Promises, Promises: Will the Liberals Keep Their Word?
If you voted Liberal in the October election in hopes of a change, get ready. Those changes are coming soon, and many will have a direct impact on your wallet. Clearly, there’s a lot on the Liberal agenda when it comes to your family finances. The next few years are going to be busy.
Tax Reductions – The cornerstone of the Liberal platform was a promise to reduce the tax rate on middle-income Canadians (those earning between $44,700 and $89, 401) to 20.5 per cent from 22 per cent at present. To compensate, those earning over $200,000 will be hit with a new 33 per cent federal tax bracket (the current top rate us 29 per cent). Watch for this to be a centrepiece of the first budget. The tax cut could be worth up to $670 per person per year.
Old Age Security (OAS) – In their 2012 budget the conservatives announced that eligibility for OAS and the Guaranteed Income Supplement would be raised from 65 to 67, phased in over several years starting in April 2023 and fully implemented by 2029. The Liberals have promised to scrap the whole idea and restore the qualifying age to 65.
Seniors Price Index – OAS and GIS payments are indexed to inflation, but there have been complaints that the Consumer Price Index doesn’t accurately reflect the costs incurred by older people. The new Seniors Price Index will be used to ensure that OAS and GIS payments keep pace with actual cost increases.
Tax-Free Savings Accounts – The Conservatives raised the contribution limit for TFSAs to $10,000 a year in their final budget, effective in 2015. The Liberals have pledged to roll the limit back to $5,500, saving the government about $1 billion over the next four years. It’s not likely to happen before the next budget (likely in February or March), so you may have one more chance to contribute $10,000 between Jan. 1, 2016 and budget day.

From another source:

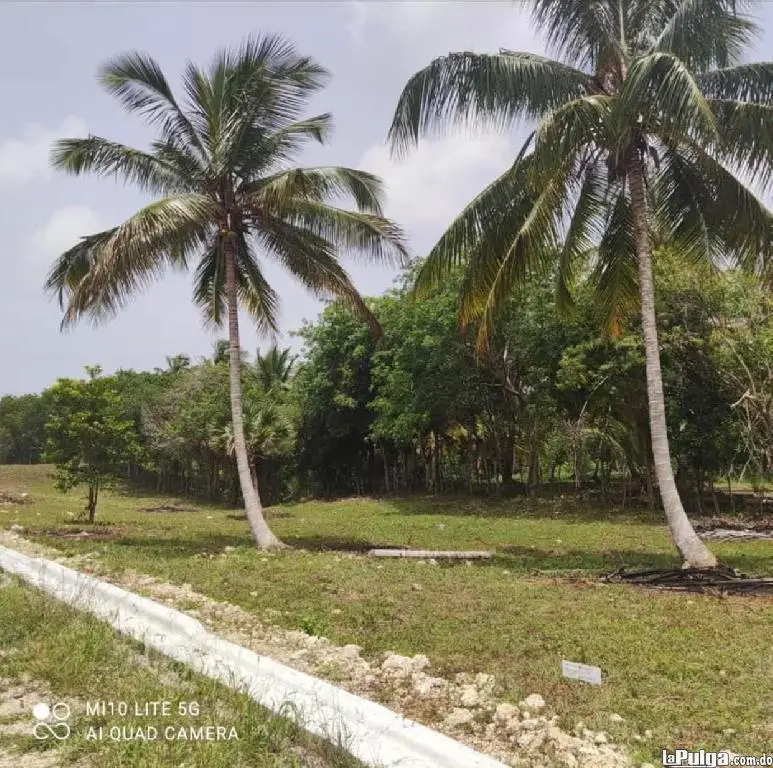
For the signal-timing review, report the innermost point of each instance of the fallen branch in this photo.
(722, 579)
(429, 554)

CPP Expansion – The Liberals have promised to work with interested parties – provinces, territories, businesses, unions, seniors’ organizations, etc. – to expand the Canada Pension Plan. However, no timetable has been set and given the complexity of the issue this could take several years.
Labour-Sponsored Funds – Back in the 1990s, labour-sponsored venture capital funds were a hot investment commodity because of the generous tax breaks they offered. Unfortunately, most of the funds crashed and burned, leaving investors with big losses. New money dried up and Ottawa phased out the tax credit. Now the Liberals plan to reinstate it, saying the credit “will help Canadians save for their retirement.” If the results are anything like the last go-round, these funds are the last place you should be putting retirement funds.
Compassionate Care Benefit – These are employment insurance benefits paid to people who have to take a temporary leave of absence of up to six weeks from work to care for a loved one who is dying or at risk of death. The Liberals will keep the Conservatives’ increase to six months but with more flexibility, eligibility, it will be easier to access. The requirement that the sick person be dying will be changed to include anyone who is seriously ill.
Hiring Caregivers – Families seeking to hire caregivers to help with loved ones with physical or mental disabilities have to pay a $1,000 Labour Market Impact Assessment fee. The Liberals will eliminate that.